A new top-of-the-line Toyota Corolla can be purchased for under $20,000, less than half the cost of the Tesla. The Corolla will get about 36 MPG using regular gasoline fitted with a standard 13.2-gallon fuel tank, yielding a range of 475 miles. National average for regular gasoline is currently about $2.30. But, in California, where additional taxes are needed to pay fat public employee pension obligations, the price is about $3.00 per gallon. If you drive the same 50 miles per day for 5 days per week, based upon $3.00 per gallon your annual fuel cost would be $1,042 per year plus an occasional oil change.
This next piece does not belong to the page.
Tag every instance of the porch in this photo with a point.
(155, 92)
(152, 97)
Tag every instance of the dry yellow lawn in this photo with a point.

With very similar monthly expenses, your daily driving habit will provide much more flexibility.
Perhaps, the only significant difference for the spending of an additional $20,000 to $25,000 would be the prestige for participating in a questionable social engineering experiment while driving your newest prestige automobile. Your club members will certainly be impressed. Yes, I admit that the Tesla 3 is an attractive automobile, better looking than the Corolla, but for well over double the price? Prestige is expensive.
The best overall method to compare the lifespan cost of an automobile is how many BTUs’ (British Thermal Units) are consumed from the beginning of the production process, including the extraction of raw materials from our planet, to the construction and completion of a brand-new automobile, to the on-going utilization costs of fuel, maintenance, and replacement parts, until the crushing of the scrapped junk at the end of life. As of this date I have not been able to find convincing evidence that electric is a superior alternative.